Question

$ \begin{vmatrix} x + 1 & x - 1 \\ x^2 + x + 1 & x^2 - x + 1 \end{vmatrix} $ is equal to:

• A. \( 2x^3 \)
• B. \( 2 \)
• C. \( 0 \)
• D. \( 2x^3 - 2 \)

Hint:

The determinant of a \( 2 \times 2 \) matrix is calculated as the product of the main diagonal elements minus the product of the off-diagonal elements.

Answer 1

The Correct Option is B

The determinant of a \( 2 \times 2 \) matrix is given by:

\[ \begin{vmatrix} a & b \\ c & d \end{vmatrix} = ad - bc. \]

For the given matrix:

\[ \begin{vmatrix} x + 1 & x - 1 \\ x^2 + x + 1 & x^2 - x + 1 \end{vmatrix}, \]

we have:

\[ a = x + 1, \quad b = x - 1, \quad c = x^2 + x + 1, \quad d = x^2 - x + 1. \]

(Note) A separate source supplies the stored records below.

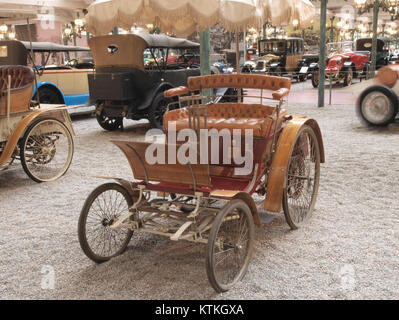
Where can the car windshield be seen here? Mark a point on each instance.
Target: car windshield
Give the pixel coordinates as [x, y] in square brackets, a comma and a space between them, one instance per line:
[272, 47]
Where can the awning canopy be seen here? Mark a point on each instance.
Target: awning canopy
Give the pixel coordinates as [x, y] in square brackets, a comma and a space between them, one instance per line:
[51, 47]
[183, 17]
[163, 41]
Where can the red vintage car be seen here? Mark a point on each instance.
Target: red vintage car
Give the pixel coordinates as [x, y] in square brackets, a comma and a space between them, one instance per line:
[344, 67]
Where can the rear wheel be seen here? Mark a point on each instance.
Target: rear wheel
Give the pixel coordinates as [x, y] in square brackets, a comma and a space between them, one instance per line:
[230, 246]
[102, 208]
[378, 106]
[303, 174]
[109, 123]
[49, 96]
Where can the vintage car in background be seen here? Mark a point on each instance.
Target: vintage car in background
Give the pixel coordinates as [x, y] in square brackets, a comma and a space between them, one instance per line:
[123, 86]
[378, 105]
[343, 67]
[57, 84]
[39, 136]
[351, 60]
[383, 54]
[282, 56]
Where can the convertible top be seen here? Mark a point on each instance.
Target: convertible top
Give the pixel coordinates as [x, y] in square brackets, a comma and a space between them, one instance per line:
[52, 47]
[127, 50]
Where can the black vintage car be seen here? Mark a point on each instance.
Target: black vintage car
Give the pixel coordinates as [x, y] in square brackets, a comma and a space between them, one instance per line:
[282, 56]
[383, 55]
[123, 86]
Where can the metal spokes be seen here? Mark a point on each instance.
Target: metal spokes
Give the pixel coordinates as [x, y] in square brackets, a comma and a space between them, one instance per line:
[106, 208]
[302, 179]
[230, 245]
[47, 150]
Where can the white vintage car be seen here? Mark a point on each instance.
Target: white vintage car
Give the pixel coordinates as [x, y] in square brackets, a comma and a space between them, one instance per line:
[378, 105]
[57, 84]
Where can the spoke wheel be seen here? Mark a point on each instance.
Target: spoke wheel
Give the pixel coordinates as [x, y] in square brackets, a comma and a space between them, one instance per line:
[315, 79]
[102, 208]
[348, 78]
[378, 106]
[46, 150]
[230, 246]
[303, 174]
[109, 123]
[157, 110]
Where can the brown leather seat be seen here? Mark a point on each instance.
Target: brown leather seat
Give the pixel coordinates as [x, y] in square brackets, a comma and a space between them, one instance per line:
[22, 81]
[231, 116]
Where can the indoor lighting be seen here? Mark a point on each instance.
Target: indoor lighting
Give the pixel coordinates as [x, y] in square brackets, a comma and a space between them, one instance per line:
[3, 28]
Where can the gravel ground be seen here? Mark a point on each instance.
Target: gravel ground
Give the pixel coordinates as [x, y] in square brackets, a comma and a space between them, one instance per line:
[348, 250]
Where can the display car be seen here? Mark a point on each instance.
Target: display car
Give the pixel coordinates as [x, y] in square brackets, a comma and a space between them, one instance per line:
[57, 84]
[39, 136]
[352, 61]
[282, 56]
[378, 105]
[343, 67]
[124, 87]
[383, 53]
[205, 199]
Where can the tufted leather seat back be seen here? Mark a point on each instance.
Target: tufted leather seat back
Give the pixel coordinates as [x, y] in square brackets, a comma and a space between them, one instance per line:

Step 1: Calculate the determinant.

\[ \text{Determinant} = (x + 1)(x^2 - x + 1) - (x - 1)(x^2 + x + 1). \]

Step 2: Expand the terms.

\[ (x + 1)(x^2 - x + 1) = x^3 - x^2 + x + x^2 - x + 1 = x^3 + x + 1, \]

\[ (x - 1)(x^2 + x + 1) = x^3 + x^2 + x - x^2 - x - 1 = x^3 - 1. \]

Step 3: Simplify the determinant.

\[ \text{Determinant} = (x^3 + x + 1) - (x^3 - 1) = x^3 + x + 1 - x^3 + 1 = 2. \]

Final Answer:

\[ \boxed{2} \]